GARD CLUB - 2012 Financial Analysis

Gard P&I (Bermuda) Limited and its subsidiaries.

Basis of accounting:- In accordance with "regulations for annual accounts for insurance companies "

approved by the Norwegian Ministry of Finance which requires limited use of certain IFRS …in accordance with Norwegian generally accepted accounting principles.

Dashboard of Key Performance Indicators

2012 Financial Results

Gard had a modest year compared to more recent performances, with a small surplus of $36m, down from $152m last year. There was a small underwriting deficit of $12m after the Deferred Call on the 2011 Policy Year was reduced and the Investment Managers failed to deliver previous standards with a return of 2.8 percent.


The Club underwrites P&I and Marine and Energy Insurance. The P&I business has been concentrating on growth and their International Group entered tonnage has increased by 45 percent in the last five years. The P&I tonnage rose by 7 percent in the year compared to a 10 percent increase in net premium income and a 12 percent increase in incurred claims. The frequency of P&I claims fell, but the severity increased with some cargo claims proving particularly challenging. There was also a sharp increase in the cost of Environmental Fines.

The marine business saw gross premiums increase by 9 percent and there were three claims greater than $5m. The gross premiums of the energy business were $108m but higher reinsurance costs were incurred. Collectively the Marine and Energy premium income was flat with claims 12 percent higher and the surplus before reinsurance commission and investment income was down from $34m to $19m.

There were improvements in the anticipated cost of claims on the 2009 & 2010 Policy Years as well as the closed P&I Policy Years. The claims paid on the 2011 P&I Policy Year were $147m, compared to only $60m on the 2010 Policy Year after twelve months and the outstanding claims were $302m compared to $314m a year earlier. This would tend to indicate a fundamental shift in the claims payment pattern and require a judgment call on the adequacy of the reserve difficult. It was also interesting that the general expenses allocated to a P&I Policy Year had fallen from $88m per annum to $41m per annum, (potentially raising questions over the allocation of expenses between classes.)


The Investment Managers have had a quiet year with a return of 2.8 percent, in marked contrast to some of the Club's more spectacular recent performances. The investments were held in the Gard Common Contractual Fund in Ireland and were predominantly Low Risk Bonds.

Asset allocation:- US bonds 56%, non US bonds 20%, Equities 15%, Emerging Market Bonds 4%, Property 4%, Cash 1%.

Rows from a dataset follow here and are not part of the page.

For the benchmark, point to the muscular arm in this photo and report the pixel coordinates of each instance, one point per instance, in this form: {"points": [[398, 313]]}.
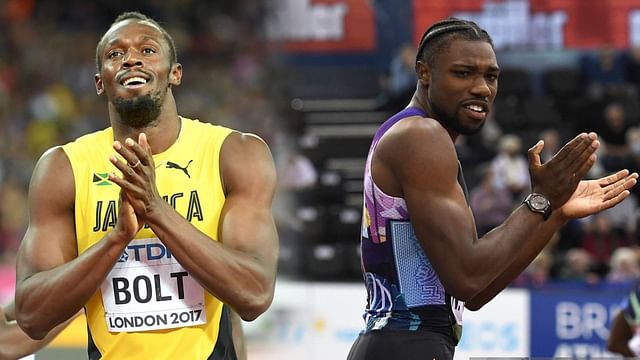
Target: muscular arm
{"points": [[14, 343], [619, 336], [417, 160], [240, 268], [53, 282]]}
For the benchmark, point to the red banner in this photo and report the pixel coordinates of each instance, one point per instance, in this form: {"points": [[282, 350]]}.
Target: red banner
{"points": [[541, 24], [322, 25]]}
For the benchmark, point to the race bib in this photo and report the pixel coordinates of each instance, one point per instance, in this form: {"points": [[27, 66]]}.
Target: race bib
{"points": [[147, 289]]}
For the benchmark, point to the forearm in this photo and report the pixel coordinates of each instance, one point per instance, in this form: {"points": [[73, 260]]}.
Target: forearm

Bond Portfolio:- AAA 17%, AA (including US treasury bonds) 54%, A 16%, BBB and below 13%.


Since the disastrous deficit of $150m in 2009 Financial Year, the Free Reserves have risen by over 90 percent to a record $826m. The Club has clearly been targeting growth in the International Group with entered tonnage up 45 percent since 2008 and although the overall underwriting has only been breaking even, the investment income on the massive $2bn portfolio should always be sufficient to cover any short term reversals and keep the Capital and Reserves moving forward.

In the last three years their tonnage has increased by 16 percent compared to a rise in the P&I outstanding claims of 22 percent, which tends to indicate that the outstanding claims reserves have grown with the increase in risk.

At over $800m the Free Reserves were 60 percent higher than any other club in the survey and they have a strong Solvency and Risk Based Capital ratios. The Club was the first to embark on the recent diversification trail and the plan seems to have been successful as they are clearly the largest and strongest P&I Club and can boast an S&P A rating with a Positive Outlook.